Dans cette ivresse naissante, soudain Sylvie s’arrête, fixe le vide, puis plonge ses yeux (les deux, waouuuu) au fond des miens, là où ça remue : « Le marxisme n’a jamais été réalisé…(silence)…les musiques trad… » Non plus ? C’est cela que tu veux dire, Pythie ? Qu’il reste des choses à faire, à dire, à inventer ?

Une utopie, voilà. L’homme écrivant succombe parfois à la tentation de la phrase qui résume tout : le code, l’oracle adolescent, l’énigme qui reste au sortir du rêve. Désormais, pour les éditos, pour la formule magique, voyez la Bergère. Moi, je traduirai, je broderai autour ; j’improviserai la variation.

A John Wright.

Christophe Sacchettini - tofsac@mustradem.com

(1) Et il continue. J’écris assis dans l’herbe, l’ordi sur les genoux, il a plu cette nuit, la lumière ! Vous devriez voir ça.

(2) “Autrefois, à la ferme, on se préoccupait tout spécialement des vaches qui s’apprêtaient à vêler (…). Alors, on la posait cette question, comment ça va.

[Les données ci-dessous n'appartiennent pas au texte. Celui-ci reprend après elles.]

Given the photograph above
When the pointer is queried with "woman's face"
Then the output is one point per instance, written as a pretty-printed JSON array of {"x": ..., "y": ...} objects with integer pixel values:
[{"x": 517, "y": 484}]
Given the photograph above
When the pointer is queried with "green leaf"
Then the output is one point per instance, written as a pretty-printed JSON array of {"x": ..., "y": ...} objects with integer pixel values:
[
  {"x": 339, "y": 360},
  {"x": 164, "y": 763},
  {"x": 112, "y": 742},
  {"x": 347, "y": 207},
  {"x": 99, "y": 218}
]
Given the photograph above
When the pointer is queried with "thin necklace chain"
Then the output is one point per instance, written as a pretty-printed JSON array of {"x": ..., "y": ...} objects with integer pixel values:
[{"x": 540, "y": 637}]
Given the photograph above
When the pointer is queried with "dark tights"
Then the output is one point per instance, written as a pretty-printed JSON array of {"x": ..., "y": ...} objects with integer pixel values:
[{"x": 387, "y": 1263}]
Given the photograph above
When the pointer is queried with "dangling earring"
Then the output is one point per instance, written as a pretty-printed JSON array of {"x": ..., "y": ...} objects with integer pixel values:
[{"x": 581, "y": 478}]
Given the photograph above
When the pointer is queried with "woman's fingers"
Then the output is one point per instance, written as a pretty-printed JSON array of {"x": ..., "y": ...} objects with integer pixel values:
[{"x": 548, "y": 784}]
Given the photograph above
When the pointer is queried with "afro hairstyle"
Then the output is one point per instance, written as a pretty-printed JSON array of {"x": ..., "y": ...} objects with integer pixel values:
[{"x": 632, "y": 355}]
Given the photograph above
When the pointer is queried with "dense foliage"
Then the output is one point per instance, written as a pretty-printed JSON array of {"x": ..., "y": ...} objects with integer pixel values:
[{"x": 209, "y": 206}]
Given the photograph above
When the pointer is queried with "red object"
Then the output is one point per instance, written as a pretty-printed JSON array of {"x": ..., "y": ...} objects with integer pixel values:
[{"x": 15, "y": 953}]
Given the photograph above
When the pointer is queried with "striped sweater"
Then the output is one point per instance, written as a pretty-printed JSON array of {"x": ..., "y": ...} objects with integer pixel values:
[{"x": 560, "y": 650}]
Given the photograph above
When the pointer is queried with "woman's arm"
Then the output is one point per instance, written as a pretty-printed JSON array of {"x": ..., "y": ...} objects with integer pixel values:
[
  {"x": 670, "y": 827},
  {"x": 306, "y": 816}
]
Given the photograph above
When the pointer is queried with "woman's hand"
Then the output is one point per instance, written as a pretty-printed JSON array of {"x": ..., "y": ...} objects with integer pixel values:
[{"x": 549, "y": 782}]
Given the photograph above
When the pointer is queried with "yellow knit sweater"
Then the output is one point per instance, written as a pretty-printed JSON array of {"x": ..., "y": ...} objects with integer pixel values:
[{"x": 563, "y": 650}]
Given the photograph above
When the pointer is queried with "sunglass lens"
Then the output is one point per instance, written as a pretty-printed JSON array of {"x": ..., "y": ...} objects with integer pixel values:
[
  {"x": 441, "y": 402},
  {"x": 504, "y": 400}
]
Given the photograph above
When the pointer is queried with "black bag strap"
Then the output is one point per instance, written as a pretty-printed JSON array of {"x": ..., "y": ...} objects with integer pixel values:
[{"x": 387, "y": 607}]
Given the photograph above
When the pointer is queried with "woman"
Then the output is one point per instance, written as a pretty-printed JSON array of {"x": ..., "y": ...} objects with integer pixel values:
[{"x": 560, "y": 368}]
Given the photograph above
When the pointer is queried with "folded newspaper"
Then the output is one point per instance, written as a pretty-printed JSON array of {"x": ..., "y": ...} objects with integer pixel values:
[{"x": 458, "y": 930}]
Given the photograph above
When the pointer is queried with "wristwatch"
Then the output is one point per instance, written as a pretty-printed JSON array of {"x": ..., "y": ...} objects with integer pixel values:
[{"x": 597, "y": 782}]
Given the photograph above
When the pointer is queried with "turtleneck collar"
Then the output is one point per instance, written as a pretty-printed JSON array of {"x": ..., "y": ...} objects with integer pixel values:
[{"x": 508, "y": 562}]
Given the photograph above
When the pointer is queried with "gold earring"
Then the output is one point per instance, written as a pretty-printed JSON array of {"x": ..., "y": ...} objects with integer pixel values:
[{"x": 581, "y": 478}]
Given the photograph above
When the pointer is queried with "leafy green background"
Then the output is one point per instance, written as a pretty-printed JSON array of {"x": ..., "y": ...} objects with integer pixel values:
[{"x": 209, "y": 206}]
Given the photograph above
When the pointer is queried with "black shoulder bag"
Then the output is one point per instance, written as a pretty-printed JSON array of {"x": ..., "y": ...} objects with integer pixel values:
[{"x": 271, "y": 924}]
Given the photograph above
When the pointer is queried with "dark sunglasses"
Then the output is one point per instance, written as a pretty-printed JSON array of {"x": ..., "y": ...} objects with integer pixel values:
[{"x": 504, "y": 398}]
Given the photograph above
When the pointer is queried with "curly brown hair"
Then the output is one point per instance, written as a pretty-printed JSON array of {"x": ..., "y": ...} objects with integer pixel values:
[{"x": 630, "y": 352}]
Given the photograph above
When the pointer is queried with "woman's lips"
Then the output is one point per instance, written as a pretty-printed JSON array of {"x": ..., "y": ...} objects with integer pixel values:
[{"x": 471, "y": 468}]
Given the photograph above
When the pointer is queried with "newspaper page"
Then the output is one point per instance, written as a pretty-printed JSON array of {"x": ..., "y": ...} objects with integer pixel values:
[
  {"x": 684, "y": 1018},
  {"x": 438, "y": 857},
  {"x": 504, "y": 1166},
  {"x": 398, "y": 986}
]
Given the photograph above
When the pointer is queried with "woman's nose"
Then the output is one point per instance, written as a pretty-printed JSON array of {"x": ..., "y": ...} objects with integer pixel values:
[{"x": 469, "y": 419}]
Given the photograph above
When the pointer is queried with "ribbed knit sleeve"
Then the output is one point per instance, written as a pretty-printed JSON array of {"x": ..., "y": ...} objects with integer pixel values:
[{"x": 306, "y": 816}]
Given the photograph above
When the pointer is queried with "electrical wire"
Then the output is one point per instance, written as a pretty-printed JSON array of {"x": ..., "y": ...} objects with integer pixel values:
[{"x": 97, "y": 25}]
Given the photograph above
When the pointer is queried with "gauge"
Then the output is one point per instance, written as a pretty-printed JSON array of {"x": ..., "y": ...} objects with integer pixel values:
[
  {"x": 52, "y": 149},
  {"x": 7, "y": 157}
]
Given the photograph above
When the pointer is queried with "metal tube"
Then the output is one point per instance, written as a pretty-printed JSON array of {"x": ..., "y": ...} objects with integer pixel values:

On disait : Comment va la vache ? Et on répondait : Elle est dans les giètes. Ce qui voulait dire : Le veau est à terme, la vache peut accoucher n’importe quand. Les giètes, ce sont ces jours en surplus, ces jours qu’on peut arrêter de compter, il n’y a plus qu’à attendre ce qui aurait déjà dû arriver..”
Fabrice Vigne, Les Giètes, Ed. Th. Magnier 2007, p. 100

(3) Je ne crois à rien ailleurs qu’ici bas, mais je prie pour Hélène et Hal, voilà.

PS : encore en groupe de néo-trad dont la base se délite ! Ca va faire plaisir au camarade Carcassés. C’est Pain d’Epices, qui donnera son dernier concert le 5 octobre à Rontalon (69). J’irai, et je les remercierai. C’était bien.